Before KENNEDY and WELLFORD, Circuit Judges and LIVELY, Senior Circuit Judge.


ORDER

This case has been referred to a panel of the court pursuant to Rule 9(a), Rules of the Sixth Circuit. Upon examination of the record and the briefs, this panel unanimously agrees that oral argument is not needed. Fed. R. App. P. 34(a).

William J. Florida, a pro se Michigan plaintiff, appeals the judgment for defendant in this diversity contract action. Florida and his partner and five other franchisees of defendant from various states originally filed suit in Texas in 1982, alleging breach of contract, fraud, and Sherman Act violations by the defendant. Defendant, meanwhile, filed for arbitration in Boston, where it has its headquarters. Each plaintiff was transferred to their home states, plaintiff's case being sent to Michigan. The parties then jointly moved to hold the case in abeyance pending the outcome of arbitration. However, the arbitration proceedings were dismissed after the parties reached a settlement agreement and signed general release forms. Florida then contested the dismissal of this action. The district court held a bench trial, after which it concluded that the release was valid and binding, and entered judgment for defendant. Plaintiff, who was represented by counsel below, requested in forma pauperis status for appeal purposes, which the district court denied; he did not renew his motion for in forma pauperis status in this court. However, he moves that the transcript of the bench trial be provided at government expense. He also requests sanctions under Fed. R. Civ. P. 11, while defendant requests damages and costs pursuant to Fed. R. App. P. 38.

Upon consideration, we conclude that this case was properly dismissed, due to the valid release signed by plaintiff. His argument that the arbitration proceedings were commenced in the wrong forum does not affect the validity of the settlement agreement. His alternate argument that his attorney delivered the release to defendant before all the terms of the settlement were fulfilled is not supported by the record. Furthermore, even if that were the case, defendant would nevertheless be entitled to enforcement. See Capital Dredge and Dock Corp. v. City of Detroit, 800 F.2d 525, 530-31 (6th Cir. 1986).

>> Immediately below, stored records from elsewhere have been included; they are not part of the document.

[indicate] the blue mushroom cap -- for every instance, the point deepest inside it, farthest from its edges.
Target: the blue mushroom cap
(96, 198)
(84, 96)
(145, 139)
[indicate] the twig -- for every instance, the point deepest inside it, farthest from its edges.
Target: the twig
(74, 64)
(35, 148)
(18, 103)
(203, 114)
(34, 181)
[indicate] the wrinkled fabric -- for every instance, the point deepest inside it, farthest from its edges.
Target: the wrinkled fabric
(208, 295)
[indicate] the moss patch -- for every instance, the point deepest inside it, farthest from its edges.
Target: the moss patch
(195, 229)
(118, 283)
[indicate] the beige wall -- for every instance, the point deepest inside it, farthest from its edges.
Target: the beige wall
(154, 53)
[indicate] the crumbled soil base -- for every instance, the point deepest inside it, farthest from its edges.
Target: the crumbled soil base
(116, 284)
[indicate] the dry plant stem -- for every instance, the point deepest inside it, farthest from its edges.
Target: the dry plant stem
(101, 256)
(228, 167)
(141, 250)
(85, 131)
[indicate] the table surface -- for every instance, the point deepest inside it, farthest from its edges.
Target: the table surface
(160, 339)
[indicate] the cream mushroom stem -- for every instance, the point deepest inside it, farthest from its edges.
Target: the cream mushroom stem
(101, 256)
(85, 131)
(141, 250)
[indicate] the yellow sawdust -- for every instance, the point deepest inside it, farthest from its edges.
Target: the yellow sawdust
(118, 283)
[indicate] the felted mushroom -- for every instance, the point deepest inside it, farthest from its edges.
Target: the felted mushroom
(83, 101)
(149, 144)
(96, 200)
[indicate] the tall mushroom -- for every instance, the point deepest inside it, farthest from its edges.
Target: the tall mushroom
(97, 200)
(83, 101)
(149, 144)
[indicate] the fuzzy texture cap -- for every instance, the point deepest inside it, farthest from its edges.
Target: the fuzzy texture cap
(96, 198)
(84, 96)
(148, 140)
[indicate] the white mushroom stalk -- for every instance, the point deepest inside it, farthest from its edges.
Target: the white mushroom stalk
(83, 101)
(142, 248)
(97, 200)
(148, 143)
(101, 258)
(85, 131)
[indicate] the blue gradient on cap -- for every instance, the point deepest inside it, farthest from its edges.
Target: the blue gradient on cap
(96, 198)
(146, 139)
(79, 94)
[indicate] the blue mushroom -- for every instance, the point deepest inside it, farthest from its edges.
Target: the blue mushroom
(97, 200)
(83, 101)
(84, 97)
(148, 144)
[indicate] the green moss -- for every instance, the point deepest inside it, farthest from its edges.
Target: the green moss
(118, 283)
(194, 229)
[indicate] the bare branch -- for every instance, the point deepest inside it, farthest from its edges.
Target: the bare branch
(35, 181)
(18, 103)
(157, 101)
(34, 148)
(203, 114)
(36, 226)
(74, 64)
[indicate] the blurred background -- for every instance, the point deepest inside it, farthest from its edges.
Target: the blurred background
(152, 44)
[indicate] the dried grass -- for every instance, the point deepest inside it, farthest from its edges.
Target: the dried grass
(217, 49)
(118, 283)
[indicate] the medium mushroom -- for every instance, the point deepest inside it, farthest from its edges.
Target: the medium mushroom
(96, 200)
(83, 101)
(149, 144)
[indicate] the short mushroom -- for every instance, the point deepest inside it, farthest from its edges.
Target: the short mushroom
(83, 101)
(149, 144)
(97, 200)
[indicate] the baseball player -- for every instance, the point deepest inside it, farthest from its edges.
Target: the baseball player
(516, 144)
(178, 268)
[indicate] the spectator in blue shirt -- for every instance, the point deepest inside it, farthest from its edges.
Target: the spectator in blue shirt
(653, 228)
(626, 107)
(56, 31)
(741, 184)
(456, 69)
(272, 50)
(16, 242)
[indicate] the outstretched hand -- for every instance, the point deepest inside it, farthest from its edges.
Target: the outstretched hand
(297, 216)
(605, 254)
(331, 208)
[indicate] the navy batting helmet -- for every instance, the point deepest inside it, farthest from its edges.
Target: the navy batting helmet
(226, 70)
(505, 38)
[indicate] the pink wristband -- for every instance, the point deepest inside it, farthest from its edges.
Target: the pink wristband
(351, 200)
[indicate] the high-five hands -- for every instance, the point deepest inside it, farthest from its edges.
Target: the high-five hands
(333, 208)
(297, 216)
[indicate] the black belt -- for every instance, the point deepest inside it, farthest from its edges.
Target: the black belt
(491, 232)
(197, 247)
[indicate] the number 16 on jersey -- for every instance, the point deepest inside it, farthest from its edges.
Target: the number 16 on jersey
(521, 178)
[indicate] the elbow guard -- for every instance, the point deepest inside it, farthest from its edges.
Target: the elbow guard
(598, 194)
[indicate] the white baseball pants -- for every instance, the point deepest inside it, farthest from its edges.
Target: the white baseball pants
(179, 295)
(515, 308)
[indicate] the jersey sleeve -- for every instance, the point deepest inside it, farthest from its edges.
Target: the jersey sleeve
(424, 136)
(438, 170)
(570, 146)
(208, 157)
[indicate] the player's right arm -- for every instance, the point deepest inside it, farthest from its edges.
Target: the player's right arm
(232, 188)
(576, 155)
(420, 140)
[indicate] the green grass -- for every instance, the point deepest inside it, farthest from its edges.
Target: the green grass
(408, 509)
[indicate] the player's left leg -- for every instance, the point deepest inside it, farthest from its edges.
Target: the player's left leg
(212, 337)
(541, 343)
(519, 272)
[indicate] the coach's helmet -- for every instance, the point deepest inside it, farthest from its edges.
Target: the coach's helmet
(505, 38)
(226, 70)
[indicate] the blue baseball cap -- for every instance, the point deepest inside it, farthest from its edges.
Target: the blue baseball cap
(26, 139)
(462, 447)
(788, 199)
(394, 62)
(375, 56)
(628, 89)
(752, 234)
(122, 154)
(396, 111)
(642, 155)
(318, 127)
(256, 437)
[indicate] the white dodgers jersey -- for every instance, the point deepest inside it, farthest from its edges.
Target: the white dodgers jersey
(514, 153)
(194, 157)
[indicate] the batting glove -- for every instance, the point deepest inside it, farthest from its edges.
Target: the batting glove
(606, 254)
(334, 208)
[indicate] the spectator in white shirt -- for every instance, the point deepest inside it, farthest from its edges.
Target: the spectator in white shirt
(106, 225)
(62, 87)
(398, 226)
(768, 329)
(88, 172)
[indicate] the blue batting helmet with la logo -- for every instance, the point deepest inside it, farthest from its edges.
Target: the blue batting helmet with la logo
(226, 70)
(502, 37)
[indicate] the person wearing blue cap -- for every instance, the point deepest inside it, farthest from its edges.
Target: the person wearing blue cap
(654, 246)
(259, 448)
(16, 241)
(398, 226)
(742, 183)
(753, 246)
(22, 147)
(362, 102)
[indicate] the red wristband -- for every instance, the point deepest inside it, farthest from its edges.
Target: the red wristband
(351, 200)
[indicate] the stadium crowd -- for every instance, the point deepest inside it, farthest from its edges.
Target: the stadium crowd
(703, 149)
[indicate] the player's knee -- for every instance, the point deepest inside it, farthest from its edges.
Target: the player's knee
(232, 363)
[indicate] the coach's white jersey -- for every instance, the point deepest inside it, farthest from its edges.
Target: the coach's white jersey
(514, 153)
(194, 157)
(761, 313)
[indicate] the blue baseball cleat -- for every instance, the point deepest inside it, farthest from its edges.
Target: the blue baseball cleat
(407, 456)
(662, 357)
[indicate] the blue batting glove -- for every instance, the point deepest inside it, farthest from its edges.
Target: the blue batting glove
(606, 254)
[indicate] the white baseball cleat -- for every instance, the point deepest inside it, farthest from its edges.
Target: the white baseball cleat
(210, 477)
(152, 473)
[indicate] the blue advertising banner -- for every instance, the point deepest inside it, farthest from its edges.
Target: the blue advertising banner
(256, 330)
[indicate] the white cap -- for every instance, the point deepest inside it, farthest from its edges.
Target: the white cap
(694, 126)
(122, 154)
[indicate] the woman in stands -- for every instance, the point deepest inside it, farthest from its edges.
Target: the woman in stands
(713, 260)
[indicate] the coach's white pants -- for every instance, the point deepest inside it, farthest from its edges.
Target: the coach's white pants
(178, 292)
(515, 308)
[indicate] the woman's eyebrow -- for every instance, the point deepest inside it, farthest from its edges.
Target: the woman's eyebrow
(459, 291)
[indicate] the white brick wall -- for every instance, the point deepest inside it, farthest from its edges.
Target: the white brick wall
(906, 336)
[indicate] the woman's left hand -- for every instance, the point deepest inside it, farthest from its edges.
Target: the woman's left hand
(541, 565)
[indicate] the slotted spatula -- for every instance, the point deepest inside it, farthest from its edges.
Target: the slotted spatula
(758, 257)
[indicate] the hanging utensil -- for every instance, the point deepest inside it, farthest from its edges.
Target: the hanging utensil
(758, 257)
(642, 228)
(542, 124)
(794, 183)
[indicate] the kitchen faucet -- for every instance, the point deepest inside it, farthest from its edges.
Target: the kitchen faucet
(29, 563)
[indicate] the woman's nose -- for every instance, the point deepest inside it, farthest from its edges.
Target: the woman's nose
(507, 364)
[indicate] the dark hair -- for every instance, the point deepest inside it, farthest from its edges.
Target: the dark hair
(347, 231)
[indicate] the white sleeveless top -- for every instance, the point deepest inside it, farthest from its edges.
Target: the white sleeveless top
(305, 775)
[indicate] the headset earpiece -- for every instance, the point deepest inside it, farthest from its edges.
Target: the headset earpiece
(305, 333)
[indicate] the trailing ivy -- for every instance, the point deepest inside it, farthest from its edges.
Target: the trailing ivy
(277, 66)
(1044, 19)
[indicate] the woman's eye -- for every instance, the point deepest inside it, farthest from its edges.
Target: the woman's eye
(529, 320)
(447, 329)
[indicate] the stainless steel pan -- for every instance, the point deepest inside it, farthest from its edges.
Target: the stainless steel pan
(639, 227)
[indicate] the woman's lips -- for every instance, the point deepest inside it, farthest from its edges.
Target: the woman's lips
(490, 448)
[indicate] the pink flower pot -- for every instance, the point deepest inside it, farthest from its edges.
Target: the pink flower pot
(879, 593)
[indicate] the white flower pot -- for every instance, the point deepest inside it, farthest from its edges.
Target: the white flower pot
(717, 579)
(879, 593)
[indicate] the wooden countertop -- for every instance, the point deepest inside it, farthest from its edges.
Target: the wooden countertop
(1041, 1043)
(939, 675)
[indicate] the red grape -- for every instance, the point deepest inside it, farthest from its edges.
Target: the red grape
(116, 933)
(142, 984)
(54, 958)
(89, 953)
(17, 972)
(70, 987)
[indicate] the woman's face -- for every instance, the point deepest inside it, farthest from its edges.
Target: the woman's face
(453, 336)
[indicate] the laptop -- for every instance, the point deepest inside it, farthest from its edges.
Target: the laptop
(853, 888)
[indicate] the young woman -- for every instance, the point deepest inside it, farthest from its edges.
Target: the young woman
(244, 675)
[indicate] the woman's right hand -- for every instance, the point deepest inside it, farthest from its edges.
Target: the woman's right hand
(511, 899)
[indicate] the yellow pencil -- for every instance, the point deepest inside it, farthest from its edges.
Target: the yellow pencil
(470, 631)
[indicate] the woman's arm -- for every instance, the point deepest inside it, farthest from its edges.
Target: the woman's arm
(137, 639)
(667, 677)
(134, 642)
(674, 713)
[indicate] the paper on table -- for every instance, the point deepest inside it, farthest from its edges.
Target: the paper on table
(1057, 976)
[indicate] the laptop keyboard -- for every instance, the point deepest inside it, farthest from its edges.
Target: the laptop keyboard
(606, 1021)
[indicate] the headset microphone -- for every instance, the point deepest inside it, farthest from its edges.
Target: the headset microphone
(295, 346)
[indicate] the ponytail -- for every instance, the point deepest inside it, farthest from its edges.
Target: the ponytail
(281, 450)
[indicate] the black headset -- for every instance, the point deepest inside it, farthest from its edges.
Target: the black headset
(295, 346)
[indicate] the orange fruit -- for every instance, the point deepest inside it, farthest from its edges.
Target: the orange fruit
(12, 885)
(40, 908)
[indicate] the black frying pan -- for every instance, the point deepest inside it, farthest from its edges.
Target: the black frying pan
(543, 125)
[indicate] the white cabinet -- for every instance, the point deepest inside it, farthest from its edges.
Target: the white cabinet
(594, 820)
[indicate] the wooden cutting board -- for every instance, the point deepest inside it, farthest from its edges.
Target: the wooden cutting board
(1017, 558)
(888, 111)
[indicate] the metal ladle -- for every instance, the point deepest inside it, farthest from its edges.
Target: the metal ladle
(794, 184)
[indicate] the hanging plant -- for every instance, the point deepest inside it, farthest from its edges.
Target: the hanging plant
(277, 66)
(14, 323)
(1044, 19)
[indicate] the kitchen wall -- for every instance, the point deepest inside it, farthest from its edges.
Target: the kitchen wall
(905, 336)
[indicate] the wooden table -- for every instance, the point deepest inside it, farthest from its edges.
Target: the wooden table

Plaintiff's request for transcript must be denied as he is not proceeding in forma pauperis. See 28 U.S.C. § 753(f). Moreover, the record is sufficient to affirm the district court's judgment. Plaintiff's reliance on a letter from defendant's attorney which he claims contradicts his trial testimony is misplaced, as the letter contains an earlier settlement offer which plaintiff rejected, and does not bear on the settlement agreement in dispute. Florida's request for sanctions must also be denied, as this court cannot impose sanctions under Rule 11 for actions taken in the district court. See Webster v. Sowders, 846 F.2d 1032, 1040 (6th Cir. 1988). We do not find that the circumstances of this case merit granting defendant's request for damages and costs pursuant to Fed. R. App. P. 38.

Accordingly, the motions for transcript, sanctions and damages are hereby denied, and the district court's judgment is affirmed. Rule 9(b) (5), Rules of the Sixth Circuit.